Yaptığı deneyler sonucunda titreşimlerin dalga uzunluğuna göre azalıp çoğaldığının tespitini de ortaya koyan Fârâbî,
ilimlerin sınıflandırılması ve mantık alanına ilişkin kendine özgü yöntemler kullanmıştır.
İlimleri sırasıyla; dil, mantık, matematik, fizik ve metafizik, olmak üzere medenî ilimler şeklinde beş ana başlık altında toplamıştır.
Fârâbî, felsefe ve mantık dışında ise, tıp ve müzik ilmine de ilgi duymuştur.
Tıp alanında inanılmaz konulara imza atmış, daha ziyade teorik alanda yaptığı çalışmalarda sağlıklı bir bedene sahip olmak için-
neler yapılması gerektiğini araştırmış bu doğrultuda tıp ilmi hususunda yedi esası saptamıştır.

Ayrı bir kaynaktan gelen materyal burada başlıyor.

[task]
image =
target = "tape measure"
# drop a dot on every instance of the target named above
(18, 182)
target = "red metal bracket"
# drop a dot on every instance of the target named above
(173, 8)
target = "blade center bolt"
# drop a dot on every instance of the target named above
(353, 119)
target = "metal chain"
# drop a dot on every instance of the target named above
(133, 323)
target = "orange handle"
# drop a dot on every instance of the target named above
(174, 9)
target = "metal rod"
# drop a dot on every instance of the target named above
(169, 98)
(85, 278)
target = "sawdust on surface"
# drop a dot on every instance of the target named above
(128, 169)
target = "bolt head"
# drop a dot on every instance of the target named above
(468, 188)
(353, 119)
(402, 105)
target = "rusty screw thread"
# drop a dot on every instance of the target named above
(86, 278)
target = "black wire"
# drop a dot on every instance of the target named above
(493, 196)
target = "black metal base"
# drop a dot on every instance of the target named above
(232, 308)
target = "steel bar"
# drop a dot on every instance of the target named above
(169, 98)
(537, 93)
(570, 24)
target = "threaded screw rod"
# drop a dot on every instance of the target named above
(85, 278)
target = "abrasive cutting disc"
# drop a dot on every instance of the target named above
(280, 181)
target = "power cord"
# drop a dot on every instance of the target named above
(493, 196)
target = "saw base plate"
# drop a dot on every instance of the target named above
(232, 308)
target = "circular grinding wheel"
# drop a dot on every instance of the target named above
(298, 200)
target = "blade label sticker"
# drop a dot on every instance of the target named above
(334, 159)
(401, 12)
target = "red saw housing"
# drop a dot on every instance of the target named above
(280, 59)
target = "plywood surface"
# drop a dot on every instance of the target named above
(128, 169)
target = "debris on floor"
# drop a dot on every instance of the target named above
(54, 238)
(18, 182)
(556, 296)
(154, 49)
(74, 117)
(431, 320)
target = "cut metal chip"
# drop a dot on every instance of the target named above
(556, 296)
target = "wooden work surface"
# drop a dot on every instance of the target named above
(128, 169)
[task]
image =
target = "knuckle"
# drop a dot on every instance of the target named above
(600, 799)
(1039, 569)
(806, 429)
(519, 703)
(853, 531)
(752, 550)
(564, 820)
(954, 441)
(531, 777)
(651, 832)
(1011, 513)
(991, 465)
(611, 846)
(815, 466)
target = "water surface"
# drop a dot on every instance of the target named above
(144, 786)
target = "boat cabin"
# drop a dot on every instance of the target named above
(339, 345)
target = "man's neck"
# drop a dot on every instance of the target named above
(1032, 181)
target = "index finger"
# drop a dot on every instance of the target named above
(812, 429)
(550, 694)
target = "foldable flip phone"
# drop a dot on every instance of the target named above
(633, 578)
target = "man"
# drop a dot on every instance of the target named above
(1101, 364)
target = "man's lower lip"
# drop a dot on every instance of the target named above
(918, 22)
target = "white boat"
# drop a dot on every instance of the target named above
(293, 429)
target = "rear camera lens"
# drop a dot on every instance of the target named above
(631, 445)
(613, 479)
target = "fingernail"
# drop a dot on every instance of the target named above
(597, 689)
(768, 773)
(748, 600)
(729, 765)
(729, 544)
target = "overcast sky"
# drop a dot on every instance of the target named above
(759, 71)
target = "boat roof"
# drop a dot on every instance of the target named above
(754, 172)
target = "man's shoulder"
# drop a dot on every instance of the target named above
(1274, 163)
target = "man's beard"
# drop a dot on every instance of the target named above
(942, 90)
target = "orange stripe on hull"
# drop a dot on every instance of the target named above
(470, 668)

Özellikle de insan bedeninde bulunan tüm organların tanınması, hastalık çeşitlerinin bilinmesi,
ve ilaçlarla ilgili detaylı bilgilere sahip olunması konularına öncelik vermiştir.
Müzik kuramı hakkında sistematik olarak kitap yazan ilk bilginimizdir.
Bu konuda üstün bir yeteneğe sahip olmasının yanı sıra seçkin bir icracı ve çok iyi bir udi ustasıdır.
Keman ailesine mensup çalgıların Atalarından sitar’ın yatay bir uyarlaması olan "kanunu" da geliştirmeyi başarmıştır.
Müzik hakkında beş eser kaleme almış ve nihayet müzik teorisi üzerine yazdığı Büyük Musiki Kitabı ile müzik dünyasını adeta taçlandırmıştır.
Fârâbî’ye göre insanların başarısı için iki mutlak yöntem vardır.
Bunlardan biri, insanın ruhunu, bedenini ve kendine özgü varlıklarını sevk ve idare etme sanatı;
diğeri ise, kendi dışında kalan beşeri varlığı sevk ve idare etme sanatıdır.
Bunun yanında, ilahî kanunlar ile pozitif ilimlerin hemhal edilmesi sonucu manevi huzurun ışığında erdemli ve bilge toplumların teşekkül edeceğine dikkat çekmektedir.
Tüm bu yönleriyle Fârâbî, sadece İslâm âlimlerini değil, batılı âlimleri de etkilemiştir.
Yazdığı eserler dünya coğrafyasında ders kitabı olarak okutulmuştur.
Fârâbî'den geriye 100’den fazla eser kalmıştır.
Kısaca; "El-Medînetü'l Fâzıla, Es- Siyâsetü'l Medeniyye, Kitâbü'l-Mille, Tahsîlü's-Sa'âde, Uyûnü’l-Mesâil, Felsefetü Arisṭoṭâlîs, Felsefetü Eflâṭûn, Kitâbü’l-Ḥurûf, Kitâbü’l-Burhân, El-Maard el-Akl, El-İhsaü'l-Ulûm, Et-Talîḳāt , El-Mûsîḳa’l-Kebîr, Kitâbü’l-Ḫaṭâbe, Fuṣûṣü’l-Hikem'd dır.
Fârâbî, 950 yılında, 80 yaşında iken Şam’da vefat etmiş, Bâbüssagîr Mezarlığı'na defnedilmiştir.